I notice that you're using LIF neurons, which are probably significantly different than what you were using in Keras. I'd start out by using the same nonlinearity as you were using before (probably nengo.RectifiedLinear) and try to replicate the original performance, to make sure that the model has been accurately translated to the Nengo syntax. And then gradually start changing elements like the nonlinearity to see how that impacts performance.

victkid commented 5 years ago

Hi Daniel,

Thank you for your reply. Do you know why the training in Nengo takes more time than in DNN frameworks? The model I used in Keras takes about 2 minutes to train one epoch, the same model in Nengo takes up to 4 hours to finish one epoch. Now I changed the neuron type to Rectified Linear to make it match with the "Relu" activation I used in Keras. The softmax loss I observed in Nengo is still very different than the loss from Keras. Does the model still consider as SNN models after changing the neuron type to Relu?

drasmuss commented 5 years ago

Do you know why the training in Nengo takes more time than in DNN frameworks? The model I used in Keras takes about 2 minutes to train one epoch, the same model in Nengo takes up to 4 hours to finish one epoch

We'd expect Nengo to be a little bit slower than a DNN framework when doing DNN tasks, since Nengo is optimized for simulating SNN networks (in particular, simulating networks over time), as opposed to DNN frameworks, which are optimized for simulating standard DNNs. However, that difference should be on the order of 1-2x, not like the times you're seeing.

When I run your code, it takes about 1.5 minutes per epoch, which seems more in line with what you were expecting.

If I had to guess, I'd say that you're accidentally running your training on the CPU, rather than GPU. Make sure that you have tensorflow-gpu installed in whatever environment you're using, not tensorflow.

The softmax loss I observed in Nengo is still very different than the loss from Keras. Does the model still consider as SNN models after changing the neuron type to Relu?

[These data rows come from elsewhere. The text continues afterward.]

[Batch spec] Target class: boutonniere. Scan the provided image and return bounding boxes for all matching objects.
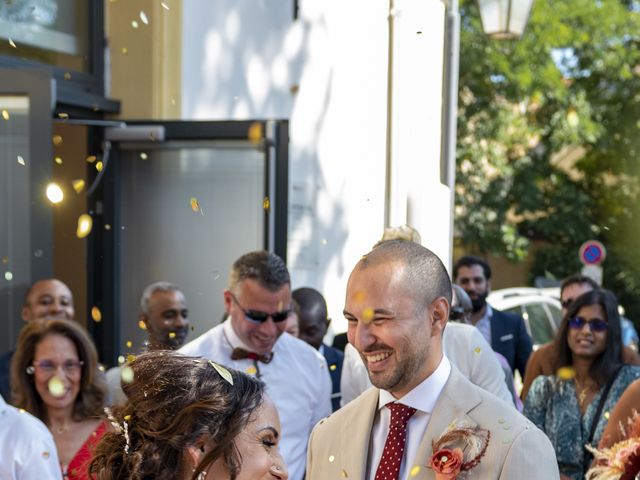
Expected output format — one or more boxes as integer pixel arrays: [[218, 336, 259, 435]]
[[428, 422, 491, 480]]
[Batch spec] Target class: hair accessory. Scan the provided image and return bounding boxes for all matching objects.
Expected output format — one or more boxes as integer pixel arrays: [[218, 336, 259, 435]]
[[209, 360, 233, 385]]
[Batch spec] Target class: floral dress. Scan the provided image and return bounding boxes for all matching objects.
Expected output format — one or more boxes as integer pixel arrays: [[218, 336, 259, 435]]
[[522, 365, 640, 480]]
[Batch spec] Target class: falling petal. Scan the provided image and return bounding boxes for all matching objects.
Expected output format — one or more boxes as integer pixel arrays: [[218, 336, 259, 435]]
[[209, 360, 233, 385], [76, 213, 93, 238], [71, 178, 85, 193], [91, 307, 103, 322], [47, 377, 65, 397], [120, 365, 133, 383], [46, 182, 64, 204], [247, 122, 262, 143]]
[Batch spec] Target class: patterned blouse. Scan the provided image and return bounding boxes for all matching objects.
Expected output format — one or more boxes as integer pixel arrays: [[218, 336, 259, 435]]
[[522, 365, 640, 480]]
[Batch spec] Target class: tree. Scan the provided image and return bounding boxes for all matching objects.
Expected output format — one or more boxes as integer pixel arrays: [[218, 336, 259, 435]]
[[456, 0, 640, 319]]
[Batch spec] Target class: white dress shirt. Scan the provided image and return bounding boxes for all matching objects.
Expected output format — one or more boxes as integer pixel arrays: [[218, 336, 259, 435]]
[[340, 322, 513, 405], [367, 355, 451, 480], [178, 320, 331, 480], [0, 395, 62, 480]]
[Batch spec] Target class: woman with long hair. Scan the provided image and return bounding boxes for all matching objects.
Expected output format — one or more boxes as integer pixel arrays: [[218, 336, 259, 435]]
[[11, 320, 108, 480], [90, 351, 288, 480], [523, 290, 640, 480]]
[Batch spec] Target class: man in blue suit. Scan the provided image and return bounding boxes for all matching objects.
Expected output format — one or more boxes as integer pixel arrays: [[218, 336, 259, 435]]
[[291, 287, 344, 412], [453, 255, 533, 378]]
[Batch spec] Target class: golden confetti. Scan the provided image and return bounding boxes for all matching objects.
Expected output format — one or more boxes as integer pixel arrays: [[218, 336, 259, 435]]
[[71, 178, 85, 193], [91, 307, 103, 322], [247, 122, 262, 143], [209, 360, 233, 385], [120, 365, 133, 383], [76, 213, 93, 238], [47, 377, 65, 397], [46, 182, 64, 204], [556, 367, 576, 380]]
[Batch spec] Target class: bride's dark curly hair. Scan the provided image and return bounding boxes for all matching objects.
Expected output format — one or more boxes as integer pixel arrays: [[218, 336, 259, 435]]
[[89, 351, 264, 480]]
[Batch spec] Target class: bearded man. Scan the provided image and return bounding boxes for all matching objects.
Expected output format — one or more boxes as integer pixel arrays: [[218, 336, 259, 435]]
[[453, 255, 533, 378]]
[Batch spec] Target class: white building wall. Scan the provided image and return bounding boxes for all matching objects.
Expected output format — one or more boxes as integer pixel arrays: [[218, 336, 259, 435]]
[[182, 0, 451, 331]]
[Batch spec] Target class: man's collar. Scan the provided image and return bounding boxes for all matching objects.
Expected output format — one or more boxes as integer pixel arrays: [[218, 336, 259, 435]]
[[378, 354, 451, 413]]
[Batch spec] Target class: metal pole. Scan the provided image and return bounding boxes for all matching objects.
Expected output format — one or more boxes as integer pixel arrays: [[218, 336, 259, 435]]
[[440, 0, 460, 262]]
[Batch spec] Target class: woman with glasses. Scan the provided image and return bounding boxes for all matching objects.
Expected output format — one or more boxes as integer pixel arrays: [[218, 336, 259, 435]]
[[523, 290, 640, 480], [11, 320, 108, 480], [90, 350, 288, 480]]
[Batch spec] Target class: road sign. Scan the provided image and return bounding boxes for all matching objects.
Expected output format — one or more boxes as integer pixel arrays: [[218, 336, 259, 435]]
[[579, 240, 607, 265]]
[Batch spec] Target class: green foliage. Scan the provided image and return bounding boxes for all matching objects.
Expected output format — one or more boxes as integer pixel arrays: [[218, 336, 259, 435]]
[[456, 0, 640, 319]]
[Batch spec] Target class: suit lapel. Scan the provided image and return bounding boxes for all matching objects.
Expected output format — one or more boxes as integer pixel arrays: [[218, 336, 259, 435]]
[[411, 365, 481, 480], [340, 388, 379, 478]]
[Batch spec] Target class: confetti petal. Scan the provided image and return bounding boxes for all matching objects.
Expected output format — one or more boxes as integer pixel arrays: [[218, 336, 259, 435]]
[[76, 213, 93, 238], [209, 360, 233, 385], [47, 377, 65, 397], [91, 307, 103, 322]]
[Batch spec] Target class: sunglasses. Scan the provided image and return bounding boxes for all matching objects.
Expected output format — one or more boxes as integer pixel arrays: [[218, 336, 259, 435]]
[[449, 307, 464, 322], [569, 317, 609, 332], [229, 292, 291, 323]]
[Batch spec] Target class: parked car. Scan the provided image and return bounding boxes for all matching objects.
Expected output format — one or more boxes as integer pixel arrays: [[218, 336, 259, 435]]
[[487, 287, 562, 350]]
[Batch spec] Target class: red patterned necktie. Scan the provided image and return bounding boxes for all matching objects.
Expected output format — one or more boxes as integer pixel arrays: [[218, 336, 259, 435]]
[[375, 402, 416, 480]]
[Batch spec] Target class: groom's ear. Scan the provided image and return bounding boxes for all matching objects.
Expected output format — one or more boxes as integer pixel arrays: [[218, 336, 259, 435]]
[[429, 297, 449, 337]]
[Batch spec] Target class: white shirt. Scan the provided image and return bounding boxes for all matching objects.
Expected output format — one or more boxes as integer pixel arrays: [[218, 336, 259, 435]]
[[0, 395, 62, 480], [340, 322, 513, 405], [367, 355, 451, 480], [178, 320, 331, 480], [475, 303, 493, 345]]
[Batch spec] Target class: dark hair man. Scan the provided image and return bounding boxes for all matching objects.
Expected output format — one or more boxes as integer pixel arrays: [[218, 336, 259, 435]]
[[307, 240, 559, 480], [292, 287, 344, 412], [453, 255, 533, 378], [0, 278, 75, 398], [180, 251, 331, 480]]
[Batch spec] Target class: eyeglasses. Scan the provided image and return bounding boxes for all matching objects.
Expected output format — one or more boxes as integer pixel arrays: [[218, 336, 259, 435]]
[[27, 360, 84, 375], [449, 307, 464, 322], [569, 317, 609, 332], [229, 292, 291, 323]]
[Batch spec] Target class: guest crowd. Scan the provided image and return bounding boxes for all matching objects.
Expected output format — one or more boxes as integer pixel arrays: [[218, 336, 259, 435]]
[[0, 227, 640, 480]]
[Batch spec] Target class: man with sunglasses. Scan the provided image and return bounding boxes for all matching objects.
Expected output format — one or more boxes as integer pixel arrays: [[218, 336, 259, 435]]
[[179, 251, 331, 480], [520, 275, 640, 400]]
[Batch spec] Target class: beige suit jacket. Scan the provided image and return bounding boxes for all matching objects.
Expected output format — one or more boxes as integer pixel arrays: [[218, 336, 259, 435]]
[[306, 366, 560, 480]]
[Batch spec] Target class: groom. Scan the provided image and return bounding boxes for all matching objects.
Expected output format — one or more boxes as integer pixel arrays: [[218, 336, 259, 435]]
[[307, 240, 559, 480]]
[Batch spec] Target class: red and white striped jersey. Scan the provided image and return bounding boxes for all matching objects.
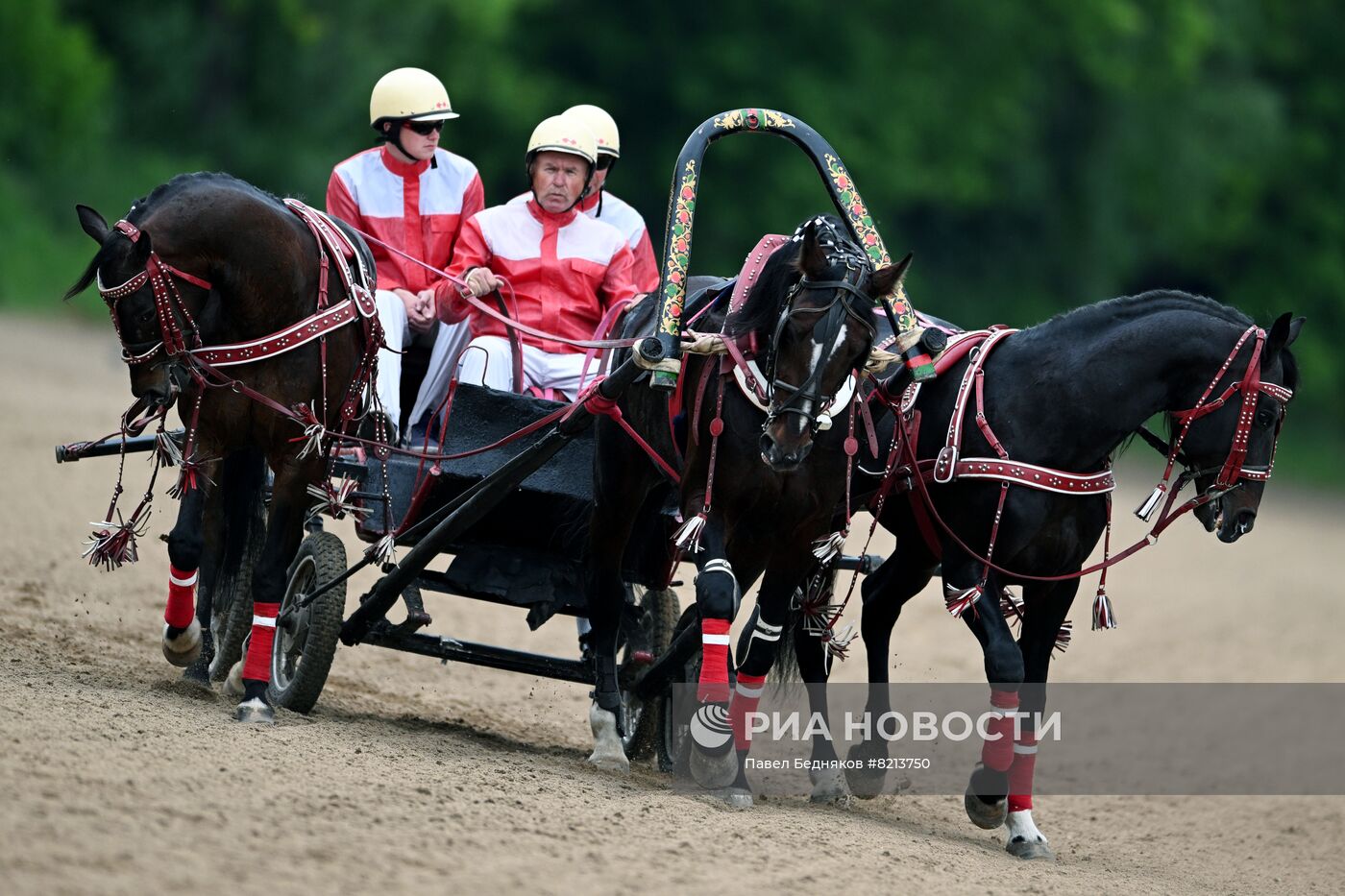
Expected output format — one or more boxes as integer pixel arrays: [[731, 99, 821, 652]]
[[327, 144, 485, 292], [510, 190, 659, 292], [434, 199, 639, 353]]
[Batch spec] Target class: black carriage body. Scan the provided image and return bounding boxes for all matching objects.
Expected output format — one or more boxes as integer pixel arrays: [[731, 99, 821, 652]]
[[337, 385, 675, 627]]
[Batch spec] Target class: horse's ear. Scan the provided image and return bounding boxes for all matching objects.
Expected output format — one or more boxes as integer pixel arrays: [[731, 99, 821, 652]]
[[868, 252, 916, 299], [75, 205, 109, 246], [1265, 311, 1308, 355], [799, 221, 827, 279]]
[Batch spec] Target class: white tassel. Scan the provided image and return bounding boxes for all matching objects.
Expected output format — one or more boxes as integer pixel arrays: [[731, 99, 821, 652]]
[[826, 623, 858, 659], [942, 585, 981, 618], [1135, 483, 1167, 519], [155, 430, 182, 467], [364, 536, 397, 565], [308, 476, 373, 520], [813, 531, 844, 564], [672, 511, 706, 554], [299, 424, 327, 460], [1093, 588, 1116, 631]]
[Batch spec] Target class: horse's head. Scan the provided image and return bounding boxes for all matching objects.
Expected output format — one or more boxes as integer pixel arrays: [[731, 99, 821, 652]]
[[1171, 313, 1304, 544], [744, 217, 911, 472], [66, 206, 209, 405]]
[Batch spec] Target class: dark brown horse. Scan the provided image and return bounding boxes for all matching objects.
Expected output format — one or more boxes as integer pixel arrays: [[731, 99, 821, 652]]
[[589, 217, 909, 798], [794, 291, 1304, 859], [67, 174, 377, 722]]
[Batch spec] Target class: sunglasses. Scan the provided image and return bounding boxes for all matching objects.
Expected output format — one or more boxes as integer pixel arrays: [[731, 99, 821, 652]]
[[406, 118, 444, 137]]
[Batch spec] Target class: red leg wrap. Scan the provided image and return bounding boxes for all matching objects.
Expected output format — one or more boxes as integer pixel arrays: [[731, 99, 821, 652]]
[[981, 690, 1018, 771], [243, 604, 280, 681], [1009, 733, 1037, 812], [696, 618, 730, 704], [164, 564, 198, 628], [729, 672, 766, 751]]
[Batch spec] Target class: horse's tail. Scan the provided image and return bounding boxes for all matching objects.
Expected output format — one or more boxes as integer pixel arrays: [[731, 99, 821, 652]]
[[215, 448, 266, 593], [769, 601, 803, 685]]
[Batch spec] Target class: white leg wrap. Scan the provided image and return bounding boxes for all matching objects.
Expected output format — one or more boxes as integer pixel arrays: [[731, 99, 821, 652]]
[[696, 558, 742, 613], [589, 701, 631, 775]]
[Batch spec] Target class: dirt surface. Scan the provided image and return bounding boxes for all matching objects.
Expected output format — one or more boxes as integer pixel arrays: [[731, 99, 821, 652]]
[[0, 310, 1345, 896]]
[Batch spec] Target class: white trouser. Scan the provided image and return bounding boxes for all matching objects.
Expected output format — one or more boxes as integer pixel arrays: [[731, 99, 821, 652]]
[[457, 336, 598, 399], [374, 289, 471, 429]]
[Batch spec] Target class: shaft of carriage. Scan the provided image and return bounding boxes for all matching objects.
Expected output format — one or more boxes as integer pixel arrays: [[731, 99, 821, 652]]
[[340, 339, 663, 647]]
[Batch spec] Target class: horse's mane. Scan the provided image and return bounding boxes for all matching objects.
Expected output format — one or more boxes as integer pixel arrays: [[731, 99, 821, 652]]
[[64, 171, 281, 300], [1029, 289, 1252, 332], [1023, 289, 1298, 389]]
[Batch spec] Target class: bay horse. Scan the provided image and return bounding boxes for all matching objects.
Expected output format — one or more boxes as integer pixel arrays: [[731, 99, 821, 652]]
[[66, 172, 380, 724], [588, 217, 909, 802], [794, 291, 1304, 859]]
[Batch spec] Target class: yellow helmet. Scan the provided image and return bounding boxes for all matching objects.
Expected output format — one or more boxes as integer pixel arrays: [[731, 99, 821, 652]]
[[524, 114, 598, 166], [369, 68, 457, 131], [564, 104, 622, 158]]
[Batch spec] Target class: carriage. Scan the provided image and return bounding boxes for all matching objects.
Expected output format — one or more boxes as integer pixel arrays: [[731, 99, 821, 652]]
[[57, 109, 918, 768]]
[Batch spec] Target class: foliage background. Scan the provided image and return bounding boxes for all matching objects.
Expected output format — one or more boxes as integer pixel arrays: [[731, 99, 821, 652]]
[[0, 0, 1345, 480]]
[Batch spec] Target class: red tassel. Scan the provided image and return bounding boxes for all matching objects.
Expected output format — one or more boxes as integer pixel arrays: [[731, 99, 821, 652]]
[[942, 585, 982, 618], [1093, 585, 1116, 631], [82, 513, 149, 571]]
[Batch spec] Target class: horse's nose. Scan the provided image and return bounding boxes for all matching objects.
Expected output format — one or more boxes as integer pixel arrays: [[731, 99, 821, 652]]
[[761, 433, 813, 472]]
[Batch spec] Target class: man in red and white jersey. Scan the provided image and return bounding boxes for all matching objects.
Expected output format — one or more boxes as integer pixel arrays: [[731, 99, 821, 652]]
[[436, 115, 639, 397], [327, 68, 485, 434], [510, 105, 659, 292]]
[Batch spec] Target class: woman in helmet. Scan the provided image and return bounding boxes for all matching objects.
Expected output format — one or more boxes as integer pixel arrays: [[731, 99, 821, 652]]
[[327, 68, 485, 441], [436, 114, 638, 397]]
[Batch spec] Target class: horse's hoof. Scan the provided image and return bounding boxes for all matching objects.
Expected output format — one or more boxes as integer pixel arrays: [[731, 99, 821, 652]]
[[234, 697, 276, 725], [690, 745, 739, 789], [164, 618, 201, 666], [221, 659, 246, 697], [721, 787, 753, 809], [589, 701, 631, 775], [962, 787, 1013, 828], [1005, 809, 1056, 861], [1005, 836, 1056, 862], [808, 768, 854, 809]]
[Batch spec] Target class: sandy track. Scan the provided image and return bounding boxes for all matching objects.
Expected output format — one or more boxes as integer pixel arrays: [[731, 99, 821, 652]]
[[0, 318, 1345, 893]]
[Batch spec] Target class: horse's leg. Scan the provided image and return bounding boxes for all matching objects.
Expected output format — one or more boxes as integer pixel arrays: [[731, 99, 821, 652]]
[[942, 560, 1023, 829], [846, 538, 938, 798], [690, 511, 741, 788], [182, 481, 230, 689], [726, 565, 811, 806], [162, 462, 219, 666], [1005, 578, 1079, 859], [230, 457, 320, 725], [586, 435, 649, 772]]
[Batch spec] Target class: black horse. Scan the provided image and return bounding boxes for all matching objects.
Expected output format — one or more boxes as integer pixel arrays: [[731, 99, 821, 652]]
[[589, 217, 909, 787], [795, 291, 1304, 859], [67, 174, 377, 722]]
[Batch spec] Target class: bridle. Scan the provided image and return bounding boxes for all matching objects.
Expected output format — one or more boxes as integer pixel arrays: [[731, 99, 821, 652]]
[[1136, 319, 1294, 521], [763, 219, 877, 433], [97, 218, 211, 366]]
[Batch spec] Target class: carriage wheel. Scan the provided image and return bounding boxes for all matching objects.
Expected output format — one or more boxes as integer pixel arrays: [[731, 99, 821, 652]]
[[653, 604, 700, 776], [209, 521, 266, 682], [266, 531, 346, 713], [619, 585, 679, 762]]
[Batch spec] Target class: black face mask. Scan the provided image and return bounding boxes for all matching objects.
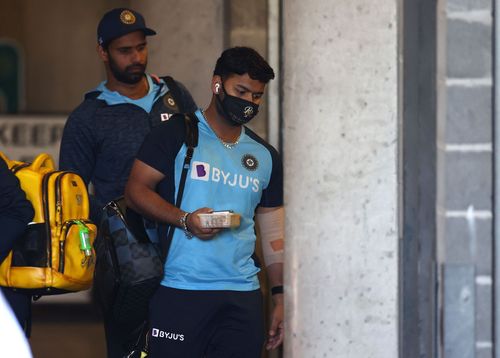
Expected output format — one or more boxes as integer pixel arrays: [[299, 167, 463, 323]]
[[216, 85, 259, 125]]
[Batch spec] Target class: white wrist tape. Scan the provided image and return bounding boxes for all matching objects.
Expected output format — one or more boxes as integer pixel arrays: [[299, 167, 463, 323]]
[[255, 207, 285, 266]]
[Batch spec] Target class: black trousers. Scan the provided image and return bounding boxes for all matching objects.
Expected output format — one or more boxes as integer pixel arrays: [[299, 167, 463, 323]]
[[104, 315, 144, 358], [149, 286, 264, 358], [2, 287, 31, 338]]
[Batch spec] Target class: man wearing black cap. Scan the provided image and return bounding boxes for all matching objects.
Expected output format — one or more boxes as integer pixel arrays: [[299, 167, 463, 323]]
[[59, 8, 196, 357]]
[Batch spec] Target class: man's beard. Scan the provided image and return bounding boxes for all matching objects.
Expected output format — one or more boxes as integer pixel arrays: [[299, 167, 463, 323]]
[[108, 56, 146, 85]]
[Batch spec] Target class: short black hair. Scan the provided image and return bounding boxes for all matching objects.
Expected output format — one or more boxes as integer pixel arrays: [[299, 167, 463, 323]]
[[214, 46, 274, 83]]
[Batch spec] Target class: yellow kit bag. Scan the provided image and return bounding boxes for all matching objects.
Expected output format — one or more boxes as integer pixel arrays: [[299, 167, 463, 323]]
[[0, 152, 97, 295]]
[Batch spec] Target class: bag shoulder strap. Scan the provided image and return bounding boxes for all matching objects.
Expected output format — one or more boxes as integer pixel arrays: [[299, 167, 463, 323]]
[[162, 113, 198, 262], [162, 76, 186, 113]]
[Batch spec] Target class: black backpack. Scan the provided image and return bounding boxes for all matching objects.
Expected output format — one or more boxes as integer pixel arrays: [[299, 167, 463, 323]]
[[94, 114, 198, 323]]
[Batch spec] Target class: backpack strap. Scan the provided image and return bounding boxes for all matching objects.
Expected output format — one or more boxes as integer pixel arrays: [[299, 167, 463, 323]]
[[162, 76, 186, 113], [162, 113, 198, 262]]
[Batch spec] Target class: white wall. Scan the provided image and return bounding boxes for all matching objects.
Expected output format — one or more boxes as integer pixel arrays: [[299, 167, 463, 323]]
[[283, 0, 399, 358]]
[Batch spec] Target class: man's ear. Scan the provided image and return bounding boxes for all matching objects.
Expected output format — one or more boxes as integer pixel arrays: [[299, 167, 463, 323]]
[[97, 45, 108, 62], [212, 75, 222, 94]]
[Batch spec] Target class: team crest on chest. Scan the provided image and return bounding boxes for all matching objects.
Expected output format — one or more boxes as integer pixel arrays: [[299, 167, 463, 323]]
[[163, 93, 177, 109], [241, 154, 259, 171]]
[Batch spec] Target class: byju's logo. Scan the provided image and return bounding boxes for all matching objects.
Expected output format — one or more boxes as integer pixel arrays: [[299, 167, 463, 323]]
[[191, 162, 210, 181], [191, 161, 260, 193], [151, 328, 184, 342]]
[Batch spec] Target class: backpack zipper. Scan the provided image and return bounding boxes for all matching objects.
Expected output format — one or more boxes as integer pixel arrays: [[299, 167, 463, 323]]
[[58, 219, 92, 273]]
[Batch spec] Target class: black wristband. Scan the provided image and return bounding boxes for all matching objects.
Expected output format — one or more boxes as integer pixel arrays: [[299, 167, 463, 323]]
[[271, 286, 283, 296]]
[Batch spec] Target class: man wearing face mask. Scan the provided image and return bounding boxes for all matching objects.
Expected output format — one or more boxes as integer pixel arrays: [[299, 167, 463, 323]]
[[59, 8, 196, 358], [125, 47, 284, 358]]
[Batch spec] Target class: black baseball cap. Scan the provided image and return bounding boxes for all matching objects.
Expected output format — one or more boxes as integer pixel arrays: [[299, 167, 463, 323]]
[[97, 8, 156, 46]]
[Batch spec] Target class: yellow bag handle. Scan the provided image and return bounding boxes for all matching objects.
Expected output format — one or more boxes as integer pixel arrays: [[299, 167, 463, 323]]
[[0, 152, 10, 164], [30, 153, 56, 171]]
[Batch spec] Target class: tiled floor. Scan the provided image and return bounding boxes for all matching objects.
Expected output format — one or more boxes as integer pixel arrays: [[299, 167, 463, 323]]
[[30, 304, 106, 358]]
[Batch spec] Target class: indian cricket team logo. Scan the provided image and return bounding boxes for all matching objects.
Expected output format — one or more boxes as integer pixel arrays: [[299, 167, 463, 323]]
[[243, 106, 253, 118], [241, 154, 259, 171], [163, 93, 177, 107], [120, 10, 135, 25]]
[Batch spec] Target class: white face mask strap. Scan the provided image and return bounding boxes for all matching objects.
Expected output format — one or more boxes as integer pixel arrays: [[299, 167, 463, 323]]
[[255, 207, 285, 266]]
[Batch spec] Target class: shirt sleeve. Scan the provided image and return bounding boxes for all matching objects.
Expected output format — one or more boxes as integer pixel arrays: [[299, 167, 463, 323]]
[[59, 102, 104, 218], [0, 159, 34, 263], [259, 148, 283, 208], [59, 103, 97, 185]]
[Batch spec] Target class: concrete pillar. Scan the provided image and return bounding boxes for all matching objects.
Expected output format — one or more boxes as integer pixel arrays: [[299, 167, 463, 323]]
[[283, 0, 400, 358]]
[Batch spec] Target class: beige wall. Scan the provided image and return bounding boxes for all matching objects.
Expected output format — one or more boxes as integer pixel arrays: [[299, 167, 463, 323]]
[[131, 0, 224, 107]]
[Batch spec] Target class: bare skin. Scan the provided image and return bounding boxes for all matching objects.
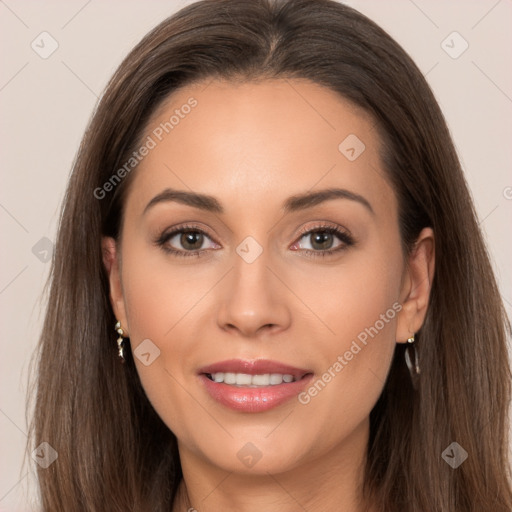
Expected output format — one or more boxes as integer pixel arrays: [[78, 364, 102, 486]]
[[103, 80, 434, 512]]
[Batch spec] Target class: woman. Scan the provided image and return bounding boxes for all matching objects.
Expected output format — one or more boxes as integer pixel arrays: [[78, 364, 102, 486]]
[[28, 0, 512, 512]]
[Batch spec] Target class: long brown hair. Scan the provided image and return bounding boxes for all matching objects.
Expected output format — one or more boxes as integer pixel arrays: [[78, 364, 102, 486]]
[[30, 0, 512, 512]]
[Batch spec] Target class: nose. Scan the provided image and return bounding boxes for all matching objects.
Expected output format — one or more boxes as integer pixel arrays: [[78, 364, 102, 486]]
[[217, 251, 293, 338]]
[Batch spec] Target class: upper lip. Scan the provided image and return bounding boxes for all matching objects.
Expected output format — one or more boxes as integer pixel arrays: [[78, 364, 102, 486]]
[[198, 359, 312, 380]]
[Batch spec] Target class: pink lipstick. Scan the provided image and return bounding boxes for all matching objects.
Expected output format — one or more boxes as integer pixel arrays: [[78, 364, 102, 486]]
[[198, 359, 313, 412]]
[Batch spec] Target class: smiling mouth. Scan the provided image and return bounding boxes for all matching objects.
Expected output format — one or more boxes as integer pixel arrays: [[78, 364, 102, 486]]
[[204, 372, 309, 388]]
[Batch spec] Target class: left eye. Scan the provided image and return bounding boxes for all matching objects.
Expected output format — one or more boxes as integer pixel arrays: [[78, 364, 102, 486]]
[[292, 227, 353, 253]]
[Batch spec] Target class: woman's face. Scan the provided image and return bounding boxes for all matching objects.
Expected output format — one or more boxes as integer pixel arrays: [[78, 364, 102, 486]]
[[104, 80, 429, 474]]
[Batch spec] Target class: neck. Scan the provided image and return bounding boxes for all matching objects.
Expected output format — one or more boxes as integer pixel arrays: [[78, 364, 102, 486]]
[[173, 421, 373, 512]]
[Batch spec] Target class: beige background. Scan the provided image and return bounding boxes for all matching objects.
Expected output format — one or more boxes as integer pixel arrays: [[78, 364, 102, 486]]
[[0, 0, 512, 512]]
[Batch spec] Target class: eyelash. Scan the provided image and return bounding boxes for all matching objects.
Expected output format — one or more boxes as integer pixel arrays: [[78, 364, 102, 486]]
[[155, 224, 355, 258]]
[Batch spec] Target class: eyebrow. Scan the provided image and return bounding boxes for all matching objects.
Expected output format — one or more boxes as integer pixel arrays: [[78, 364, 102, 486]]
[[143, 188, 375, 215]]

When using relus the output should be exactly the same as in Keras (assuming your keras model was using relu's as well). If the output is not the same, that tells us that something about the original keras model has not been translated into nengo-dl. Perhaps some input pre-processing?

One thing you could try, to help with debugging your model, is to take your entire Keras model and embed it inside a TensorNode (like in this example https://www.nengo.ai/nengo-dl/examples/tensorflow-models.html). Make sure that you get the same performance there as in Keras, then you'll know that you've captured everything about the input/output processing in that model. Then you can gradually start separating the model out into multiple tensor_layers, and make sure that performance remains unchanged.

drasmuss commented 5 years ago

Closing this since the general questions are answered I think. Feel free to reopen if that is not the case!